The remains of the late Col. Joseph Achuzia, “a.k.a ‘Hannibal”, Nigerian civil war veteran, will be buried at midnight according to Asaba tradition on Saturday in his family compound at No. 2 Idumojei Quarters, Asaba.
Mr Onyeka Achuzia, the son of the deceased, said his father was Ikemba of Asaba and would be buried according to the tradition of Asaba.
The funeral ceremonies began on Thursday with a Day of Tributes.
The ceremonies continued on Friday with a funeral service conducted by the Brotherhood of the Cross and Star at Achuzia ’s residence.
The preacher at the service, Chukwuma Dike, cautioned against material acquisition, which he described as vanity.

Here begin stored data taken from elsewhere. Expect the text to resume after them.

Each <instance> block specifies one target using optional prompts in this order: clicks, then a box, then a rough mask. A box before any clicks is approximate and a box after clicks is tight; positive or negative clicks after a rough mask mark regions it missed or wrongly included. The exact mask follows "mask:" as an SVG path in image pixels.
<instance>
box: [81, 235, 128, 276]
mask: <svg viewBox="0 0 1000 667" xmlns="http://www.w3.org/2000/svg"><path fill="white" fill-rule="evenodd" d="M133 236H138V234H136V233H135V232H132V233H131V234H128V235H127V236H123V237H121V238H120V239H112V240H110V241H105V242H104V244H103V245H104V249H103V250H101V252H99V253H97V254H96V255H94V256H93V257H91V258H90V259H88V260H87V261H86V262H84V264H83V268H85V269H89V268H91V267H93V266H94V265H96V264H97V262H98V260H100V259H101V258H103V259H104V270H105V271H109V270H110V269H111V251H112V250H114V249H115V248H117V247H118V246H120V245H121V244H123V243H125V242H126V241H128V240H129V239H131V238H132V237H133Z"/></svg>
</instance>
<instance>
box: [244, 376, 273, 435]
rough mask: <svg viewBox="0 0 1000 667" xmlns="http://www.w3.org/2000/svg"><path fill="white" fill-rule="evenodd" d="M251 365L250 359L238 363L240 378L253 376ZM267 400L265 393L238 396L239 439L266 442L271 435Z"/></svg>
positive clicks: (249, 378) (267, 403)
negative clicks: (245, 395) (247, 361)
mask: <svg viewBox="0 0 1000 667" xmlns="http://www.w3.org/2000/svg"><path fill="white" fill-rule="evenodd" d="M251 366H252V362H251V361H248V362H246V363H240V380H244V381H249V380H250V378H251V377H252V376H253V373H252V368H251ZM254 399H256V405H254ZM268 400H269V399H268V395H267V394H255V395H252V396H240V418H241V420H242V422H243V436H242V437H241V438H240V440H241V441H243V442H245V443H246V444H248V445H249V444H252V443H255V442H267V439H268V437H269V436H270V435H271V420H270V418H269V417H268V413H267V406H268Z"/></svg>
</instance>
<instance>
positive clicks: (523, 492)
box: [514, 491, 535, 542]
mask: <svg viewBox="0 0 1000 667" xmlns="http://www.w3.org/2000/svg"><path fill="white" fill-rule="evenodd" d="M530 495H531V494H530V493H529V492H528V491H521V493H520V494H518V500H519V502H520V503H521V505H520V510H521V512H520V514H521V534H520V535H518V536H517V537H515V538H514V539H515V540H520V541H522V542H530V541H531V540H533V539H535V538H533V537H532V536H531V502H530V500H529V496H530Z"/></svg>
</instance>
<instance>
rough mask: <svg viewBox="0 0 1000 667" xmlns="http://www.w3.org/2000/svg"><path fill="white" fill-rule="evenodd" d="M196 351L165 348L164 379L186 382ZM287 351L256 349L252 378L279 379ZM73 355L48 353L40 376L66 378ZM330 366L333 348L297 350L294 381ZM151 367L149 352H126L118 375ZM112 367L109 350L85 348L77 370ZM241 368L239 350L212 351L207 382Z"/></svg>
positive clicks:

“Everything is vanity in this life. Your children cannot use your PhD to earn income when you are gone.
“They cannot access your bank accounts unless they follow the processes to change the signatory,” he said.
Dike described the name, ‘Achuzia’, as a key that could open doors because of the legacies he left behind.
He urged his children to remain united to sustain the values Achuzia represented.
At a reception held at St. Patrick’s College, Asaba, Gov. Ifeanyi Okowa was represented by his Commissioner for Water Resources, Mr Fidelis Tilije.
The family received condolences from the governors of the five South-Eastern states, while the President-General of Ohaneze Ndigbo, Chief John Nwodo, led executives of the socio-cultural organisation to the ceremonies.
Achuzia was a secretary-general of Ohaneze Ndigbo, where he further propagated the ideas of Igbo nation which he stood for till his death.
In a condolence message published in the burial brochure, Okowa, in a statement signed by Mr Ovie Agas, the Secretary to the State Government, described Achuzia as an epitome of virtues.
“A veteran of the Nigeria civil war, a leader of thought, inspirational community leader, bridge builder, elder statesman and above all, the selfless leader whose lifetime achievements transcended community and national boundary.
“I recall that despite being a Deltan, Col. Achuzia rose to become the secretary-general of the pan-Igbo socio-cultural organisation, Ohaneze Ndigbo, a platform from where he fought relentlessly for the advancement of his people,” Okowa said.
Gov. Rochas Okorocha of Imo Governor, in a message, said Achuzia was a combatant and seasoned soldier whose precision in the discharge of his military duties was second to none.
“His contributions toward a united and indivisible post-war Nigeria was unrivalled. This was evident in his pontifications on poignant contemporary political issues.
“His rare sense of diligence, organisational prowess, indefatigable and intrepidness during the Nigeria-Biafra civil war earned him the name, ‘Hannibal’, from his friends and foes.
“In his capacity as a commander on the Biafran side, Hannibal displayed his administrative ingenuity and laid a foundation for the prosecution of the 30 months war.
“However, he surrendered and joined hands in the building of one Nigeria.
“He was indeed a great patriot and worthy statesman,” Okorocha said.
Achuzia, aged 90, died on Monday, Feb. 26, about 8.a.m. at Federal Medical Centre (FMC), Asaba.